De son côté, la Prêtresse retrouvait petit à petit ses esprits ainsi que son don. Épaulée en grande partie pas une consœur a qui elle avait confié sa grossesse, elle lui avait demandé de garder le secret pour le moment, ne souhaitant pas être mise de côté. Sans vraiment comprendre, elle s’était néanmoins retrouvée affublé d’un protecteur qui l’avait, à de multiples reprises, aidé l’air de rien à se sortir de situations embarrassantes. Ce fut lors d’un après midi en compagnie de sa consœur qu’elle apprit les réelles raisons de cette protection rapprochée : Outre le rôle qu’elle tenait dans leurs rêves, le groupe savait pour cette petite vie qui dépendait entièrement d’elle. Ils la comprenait et surtout, ils étaient là lorsqu’elle avait ces petits moments de tristesse en pensant à ceux qui étaient bien trop loin d’elle.

Mais pour l’heure, elle n’en avait que faire, la danse n’était pas fini. Elle avait vu tomber un premier masque, mais il restait plusieurs personnes déguisées. Dans ses mouvements, elle pouvait les apercevoir, dans l’ombre de la salle décorée.
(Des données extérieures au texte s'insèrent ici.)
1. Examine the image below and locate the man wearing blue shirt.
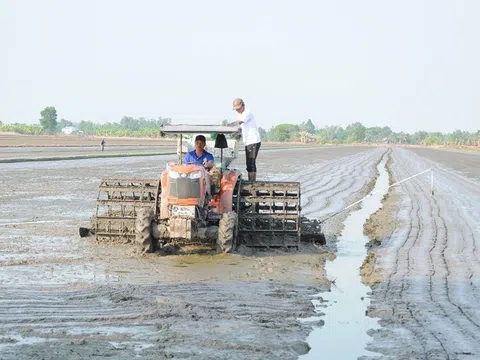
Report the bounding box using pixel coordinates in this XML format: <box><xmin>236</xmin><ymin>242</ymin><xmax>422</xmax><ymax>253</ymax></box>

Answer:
<box><xmin>183</xmin><ymin>135</ymin><xmax>214</xmax><ymax>169</ymax></box>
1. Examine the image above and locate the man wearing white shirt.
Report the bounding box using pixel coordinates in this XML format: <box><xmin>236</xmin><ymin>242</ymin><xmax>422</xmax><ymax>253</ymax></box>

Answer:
<box><xmin>233</xmin><ymin>98</ymin><xmax>261</xmax><ymax>181</ymax></box>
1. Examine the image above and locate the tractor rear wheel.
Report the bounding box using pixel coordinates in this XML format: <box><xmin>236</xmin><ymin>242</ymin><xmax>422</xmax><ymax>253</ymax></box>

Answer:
<box><xmin>135</xmin><ymin>207</ymin><xmax>154</xmax><ymax>252</ymax></box>
<box><xmin>217</xmin><ymin>211</ymin><xmax>238</xmax><ymax>253</ymax></box>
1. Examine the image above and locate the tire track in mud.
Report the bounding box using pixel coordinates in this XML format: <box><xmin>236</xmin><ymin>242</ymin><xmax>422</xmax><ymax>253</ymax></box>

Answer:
<box><xmin>299</xmin><ymin>149</ymin><xmax>385</xmax><ymax>215</ymax></box>
<box><xmin>372</xmin><ymin>150</ymin><xmax>480</xmax><ymax>358</ymax></box>
<box><xmin>394</xmin><ymin>150</ymin><xmax>474</xmax><ymax>350</ymax></box>
<box><xmin>0</xmin><ymin>282</ymin><xmax>320</xmax><ymax>359</ymax></box>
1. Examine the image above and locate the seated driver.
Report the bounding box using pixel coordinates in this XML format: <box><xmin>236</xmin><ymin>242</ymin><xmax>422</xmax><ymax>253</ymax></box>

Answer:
<box><xmin>183</xmin><ymin>135</ymin><xmax>214</xmax><ymax>170</ymax></box>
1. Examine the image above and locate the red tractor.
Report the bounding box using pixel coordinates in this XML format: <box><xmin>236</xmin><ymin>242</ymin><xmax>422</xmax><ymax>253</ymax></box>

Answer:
<box><xmin>89</xmin><ymin>125</ymin><xmax>325</xmax><ymax>252</ymax></box>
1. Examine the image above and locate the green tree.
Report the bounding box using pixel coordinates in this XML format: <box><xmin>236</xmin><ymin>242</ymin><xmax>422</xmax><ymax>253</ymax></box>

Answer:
<box><xmin>269</xmin><ymin>124</ymin><xmax>300</xmax><ymax>142</ymax></box>
<box><xmin>40</xmin><ymin>106</ymin><xmax>57</xmax><ymax>133</ymax></box>
<box><xmin>345</xmin><ymin>122</ymin><xmax>366</xmax><ymax>142</ymax></box>
<box><xmin>57</xmin><ymin>119</ymin><xmax>73</xmax><ymax>131</ymax></box>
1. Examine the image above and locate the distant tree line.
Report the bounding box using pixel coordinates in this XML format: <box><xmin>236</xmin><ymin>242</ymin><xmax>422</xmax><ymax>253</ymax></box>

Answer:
<box><xmin>0</xmin><ymin>106</ymin><xmax>480</xmax><ymax>146</ymax></box>
<box><xmin>260</xmin><ymin>120</ymin><xmax>480</xmax><ymax>146</ymax></box>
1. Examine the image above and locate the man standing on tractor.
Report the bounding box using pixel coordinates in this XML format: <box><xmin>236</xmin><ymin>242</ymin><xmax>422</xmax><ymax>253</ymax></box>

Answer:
<box><xmin>233</xmin><ymin>98</ymin><xmax>261</xmax><ymax>181</ymax></box>
<box><xmin>183</xmin><ymin>135</ymin><xmax>214</xmax><ymax>170</ymax></box>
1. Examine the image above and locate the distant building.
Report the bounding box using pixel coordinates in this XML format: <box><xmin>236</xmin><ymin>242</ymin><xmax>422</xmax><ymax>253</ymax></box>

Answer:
<box><xmin>62</xmin><ymin>126</ymin><xmax>83</xmax><ymax>135</ymax></box>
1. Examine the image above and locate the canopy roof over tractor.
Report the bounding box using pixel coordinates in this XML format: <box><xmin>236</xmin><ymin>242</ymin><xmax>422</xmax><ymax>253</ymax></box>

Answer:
<box><xmin>160</xmin><ymin>124</ymin><xmax>238</xmax><ymax>136</ymax></box>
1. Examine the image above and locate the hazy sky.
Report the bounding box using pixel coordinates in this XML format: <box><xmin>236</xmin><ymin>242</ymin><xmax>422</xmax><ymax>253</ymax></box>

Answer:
<box><xmin>0</xmin><ymin>0</ymin><xmax>480</xmax><ymax>132</ymax></box>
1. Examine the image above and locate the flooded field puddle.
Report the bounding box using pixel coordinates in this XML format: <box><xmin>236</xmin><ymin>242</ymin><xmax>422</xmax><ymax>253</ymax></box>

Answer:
<box><xmin>299</xmin><ymin>157</ymin><xmax>389</xmax><ymax>359</ymax></box>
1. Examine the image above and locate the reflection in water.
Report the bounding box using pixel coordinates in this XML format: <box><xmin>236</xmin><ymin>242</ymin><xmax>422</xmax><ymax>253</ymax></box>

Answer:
<box><xmin>299</xmin><ymin>153</ymin><xmax>389</xmax><ymax>359</ymax></box>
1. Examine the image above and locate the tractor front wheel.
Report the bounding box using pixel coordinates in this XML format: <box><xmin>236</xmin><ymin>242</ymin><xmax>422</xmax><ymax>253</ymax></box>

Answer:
<box><xmin>135</xmin><ymin>208</ymin><xmax>154</xmax><ymax>252</ymax></box>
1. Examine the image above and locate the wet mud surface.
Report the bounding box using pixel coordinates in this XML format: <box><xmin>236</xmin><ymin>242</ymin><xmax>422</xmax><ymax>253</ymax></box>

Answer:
<box><xmin>362</xmin><ymin>148</ymin><xmax>480</xmax><ymax>359</ymax></box>
<box><xmin>0</xmin><ymin>147</ymin><xmax>387</xmax><ymax>359</ymax></box>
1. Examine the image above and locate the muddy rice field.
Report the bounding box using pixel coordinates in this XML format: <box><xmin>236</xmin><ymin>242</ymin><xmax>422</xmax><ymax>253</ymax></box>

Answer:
<box><xmin>0</xmin><ymin>136</ymin><xmax>480</xmax><ymax>359</ymax></box>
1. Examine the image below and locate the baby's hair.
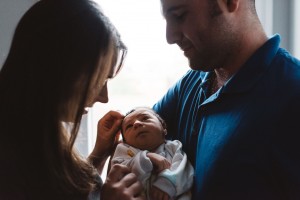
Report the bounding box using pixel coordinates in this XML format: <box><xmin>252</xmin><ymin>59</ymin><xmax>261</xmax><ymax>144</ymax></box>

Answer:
<box><xmin>121</xmin><ymin>106</ymin><xmax>167</xmax><ymax>142</ymax></box>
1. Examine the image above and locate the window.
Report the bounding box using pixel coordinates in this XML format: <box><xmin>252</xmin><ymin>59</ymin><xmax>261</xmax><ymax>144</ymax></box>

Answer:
<box><xmin>77</xmin><ymin>0</ymin><xmax>300</xmax><ymax>169</ymax></box>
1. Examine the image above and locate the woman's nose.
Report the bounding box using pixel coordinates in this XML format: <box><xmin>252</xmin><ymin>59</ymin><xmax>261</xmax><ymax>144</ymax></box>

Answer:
<box><xmin>97</xmin><ymin>82</ymin><xmax>108</xmax><ymax>103</ymax></box>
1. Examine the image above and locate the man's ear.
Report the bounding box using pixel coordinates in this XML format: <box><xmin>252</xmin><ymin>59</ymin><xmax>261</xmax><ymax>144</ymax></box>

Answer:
<box><xmin>218</xmin><ymin>0</ymin><xmax>240</xmax><ymax>12</ymax></box>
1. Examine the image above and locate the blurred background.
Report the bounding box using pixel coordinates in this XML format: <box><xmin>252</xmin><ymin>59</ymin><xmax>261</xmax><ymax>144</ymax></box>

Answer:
<box><xmin>0</xmin><ymin>0</ymin><xmax>300</xmax><ymax>177</ymax></box>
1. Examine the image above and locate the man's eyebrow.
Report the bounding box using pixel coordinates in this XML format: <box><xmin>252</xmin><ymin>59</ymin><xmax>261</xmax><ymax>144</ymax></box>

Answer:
<box><xmin>163</xmin><ymin>5</ymin><xmax>184</xmax><ymax>16</ymax></box>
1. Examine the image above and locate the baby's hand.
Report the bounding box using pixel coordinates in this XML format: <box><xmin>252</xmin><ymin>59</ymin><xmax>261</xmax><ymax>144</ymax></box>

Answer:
<box><xmin>150</xmin><ymin>186</ymin><xmax>170</xmax><ymax>200</ymax></box>
<box><xmin>147</xmin><ymin>152</ymin><xmax>171</xmax><ymax>173</ymax></box>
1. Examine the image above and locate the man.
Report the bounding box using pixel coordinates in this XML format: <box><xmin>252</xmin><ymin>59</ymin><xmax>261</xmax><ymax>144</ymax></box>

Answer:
<box><xmin>153</xmin><ymin>0</ymin><xmax>300</xmax><ymax>200</ymax></box>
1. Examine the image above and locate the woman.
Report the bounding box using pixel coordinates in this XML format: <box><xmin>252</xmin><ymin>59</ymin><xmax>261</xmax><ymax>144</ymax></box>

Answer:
<box><xmin>0</xmin><ymin>0</ymin><xmax>142</xmax><ymax>200</ymax></box>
Ils parlaient et riaient de ces valses improbables. Pourtant, elle continuait, guidée en toute insouciante par son cavalier. Elle souriait, sereine et heureuse dans ses bras. Il l’entraînait sous le regard de bien d’autres, ne lui laissant pourtant aucun souvenir des traits de son visage. La seule chose qu’elle avait retenu était son nom… Librement, l’esprit léger, elle valsait avec celui que l’on nommait Valtiel.



Elle se redresse vivement, le visage couvert de la sueur donnée par ce cauchemar. Elle cherche en vain son Paladin du regard avant de se souvenir de la triste réalité. Elle se lève une fois de plus, en pleine nuit, réveillée par cette même sensation qu’elle maudit. Elle se regarde un instant dans la glace avant d’avoir le cœur soulevé par les nausées qui se font plus présentes. Elle se laisse glisser sur le sol, attrapant ses cheveux de ses mains. Elle murmure ce détestable nom jurant de lui ôter elle même la vie en envoyant  balader ce quelle a sous les pieds. Pourquoi… Pourquoi rêver encore et ressentir cette inconscience aux bras de cet être, celui là même qui, sous leurs yeux, avait mit fin à la vie d’une enfant.